Parents should clear up any misunderstandings or misconceptions that their children have about the divorce. If necessary, parents should repeat the reason for the divorce and reassure their children that, though some things will change, the family will work together to adjust to the changes. Above all, parents should be patient with their children. Adjustment will take some time for parents and children alike.
Demonstrating physical closeness with children is a helpful coping strategy. Parents should demonstrate physical closeness in the form of hugs and a closer physical proximity. Such closeness is a powerful way to reassure children that you will be there for them.
Parents should try to provide stability and structure for their children as they adjust to the changes. That doesn’t mean that they have to establish rigid, inflexible schedules, but having some semblance of a consistent routine in each household and open communication in and between households provides needed stability during divorce.
Divorcing parents should strive to work with their ex spouses, maintain an amicable relationship, and avoid arguing in front of the children or putting the children in the middle of arguments or disagreements.

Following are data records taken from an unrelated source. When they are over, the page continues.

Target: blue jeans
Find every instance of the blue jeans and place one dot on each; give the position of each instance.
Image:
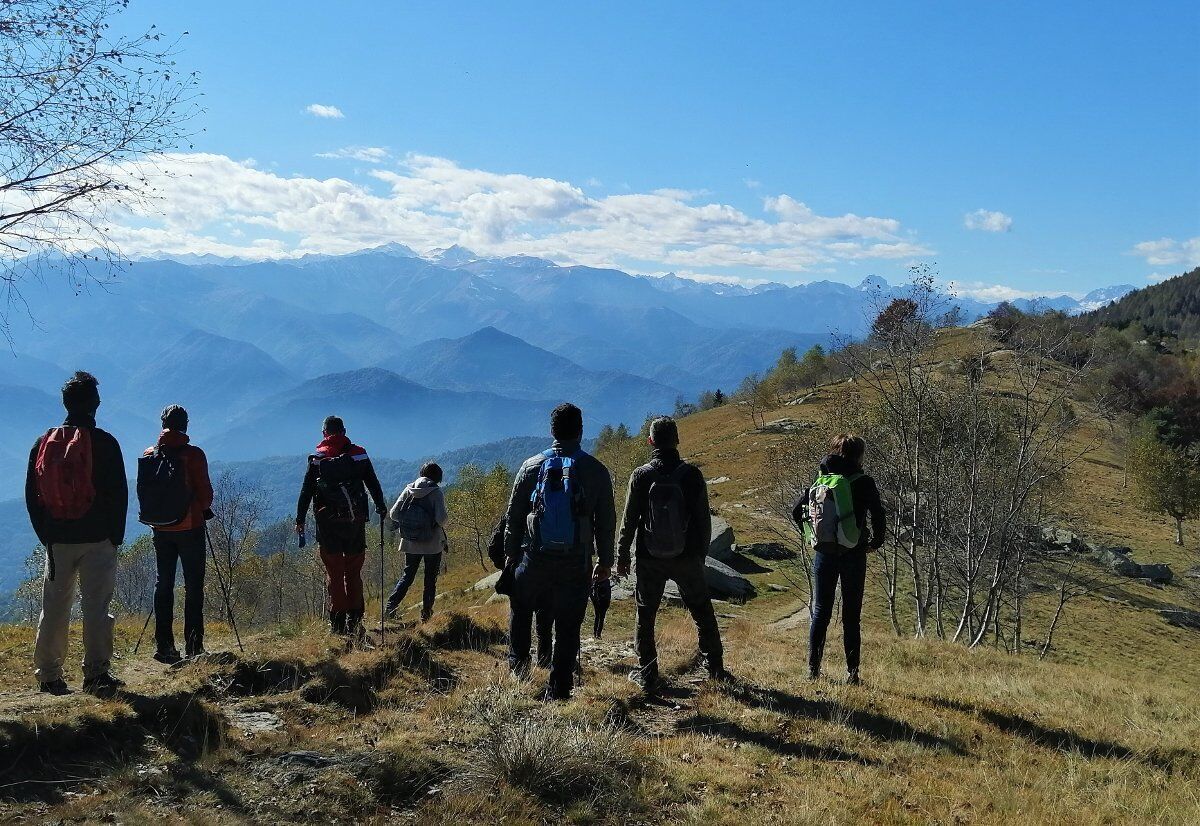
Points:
(561, 587)
(432, 568)
(850, 567)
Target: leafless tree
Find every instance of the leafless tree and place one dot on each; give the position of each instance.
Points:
(82, 111)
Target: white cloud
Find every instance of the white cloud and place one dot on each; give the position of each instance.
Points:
(1169, 252)
(432, 202)
(988, 221)
(323, 111)
(365, 154)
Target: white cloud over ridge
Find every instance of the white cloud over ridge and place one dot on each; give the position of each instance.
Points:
(323, 111)
(988, 221)
(365, 154)
(211, 203)
(1169, 252)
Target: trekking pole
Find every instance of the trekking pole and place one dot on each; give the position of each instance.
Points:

Parents should avoid making their children feel as if they have to choose sides.
Parents should be tactful and avoid discussing with their children any details of their spouse’s behavior. Parents should avoid making negative comments about their ex in front of or to their children. Divorcing parents being amicable and working through problems together is very reassuring to children and will help teach them problem solving skills as well.
When to Seek Professional Help
Given time, love and reassurance, many children will begin to cope with the changes that divorce brings about in their lives. Some children adapt rather quickly. Others may have a more difficult time and may need additional help.
It is normal for children of divorced parents to feel a certain amount of anger, anxiety, and even mild depression. However, if after several months, children of divorce haven’t shown signs of beginning to cope, parents should seek professional help for them.
Parents should watch for such warning signs as poor concentration and trouble at school, sleep problems, and drug or alcohol problems. If their children should start withdrawing from family, friends and loved ones or show no interest in participating in activities they formerly enjoyed, they may not be coping.
Parents should also watch for more severe reactions to the divorce such as persistent angry or violent outbursts or any signs of self injury, such as cutting. If any such behavior is observed parents should seek professional help.